Claude Code Intro Lesson 3 of 3

Context Design

Overview

Output quality in Claude Code is a function of context quality, not context volume. This lesson examines the composition of context, the role of CLAUDE.md and memory as persistence mechanisms, and strategies for optimizing the signal-to-noise ratio of inputs.

Context Composition

Context comprises all information available to the model during a conversation:

  • Files read during the session
  • Prior messages in the conversation
  • Project configuration (CLAUDE.md)
  • Persistent memory (user-scoped, cross-session)
  • Tool outputs and command results

Each of these sources consumes context window capacity. Irrelevant information dilutes the model's attention and degrades output quality.

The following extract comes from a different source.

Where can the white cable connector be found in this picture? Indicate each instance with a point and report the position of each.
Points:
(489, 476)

CLAUDE.md: Project-Scoped Configuration

A CLAUDE.md file in the project root is loaded automatically at session initialization. It should contain project-specific knowledge that cannot be inferred from the codebase.

Recommended content:

  • Tech stack and non-default conventions
  • Build, test, and deploy commands
  • Architectural patterns and their rationale
  • Explicit prohibitions with context

Example:

# My Project

## Stack
- Next.js 14 with App Router
- TypeScript strict mode
- Prisma + PostgreSQL

## Commands
- `npm run dev` - Start development
- `npm test` - Run tests
- `npm run lint` - Check code style

## Conventions
- Use server components by default
- API routes in /app/api/
- Keep components under 100 lines

Sizing constraint: CLAUDE.md is loaded on every session. Excessive length imposes a recurring token cost and reduces available context capacity for task-specific work.

Memory: User-Scoped Persistence

Claude Code's memory system stores user preferences, feedback, and project knowledge across sessions. Unlike CLAUDE.md, memory is user-scoped (not shared via version control) and accumulates automatically from conversation interactions. Memory and CLAUDE.md serve complementary roles: shared project rules belong in CLAUDE.md; individual workflow preferences belong in memory.

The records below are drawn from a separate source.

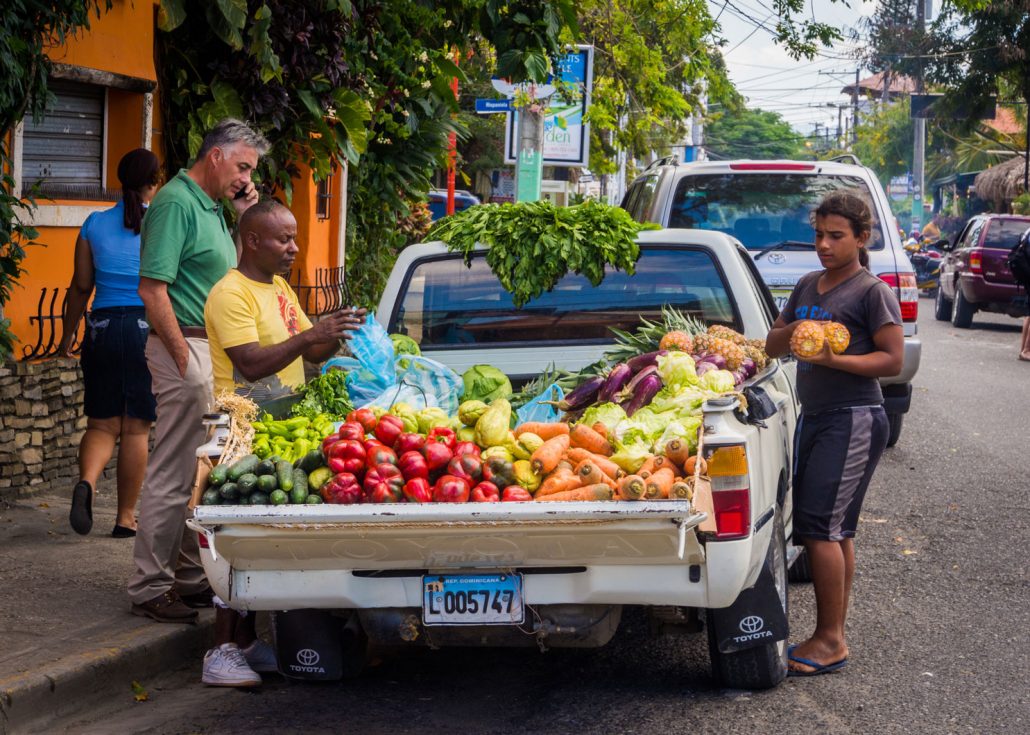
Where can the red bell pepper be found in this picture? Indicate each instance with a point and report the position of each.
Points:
(466, 466)
(437, 456)
(409, 442)
(413, 464)
(467, 448)
(365, 417)
(485, 492)
(384, 484)
(450, 489)
(418, 490)
(375, 456)
(388, 428)
(443, 434)
(351, 429)
(516, 493)
(341, 489)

Signal-to-Noise Optimization

Specify targets precisely

Rather than "help with auth", specify "add JWT validation to the /api/users endpoint". Precision reduces search scope and eliminates assumption-driven errors.

Provide file references

Directing Claude to "the user model in src/models/user.ts" is more efficient than allowing the model to search. Explicit references reduce both token consumption and latency.

State constraints at the outset

"Use only existing dependencies" or "preserve the current API structure" bounds the solution space before generation begins.

Reset context at task boundaries

Residual context from a prior task can mislead the model on a new task. Executing /clear at task transitions prevents cross-contamination.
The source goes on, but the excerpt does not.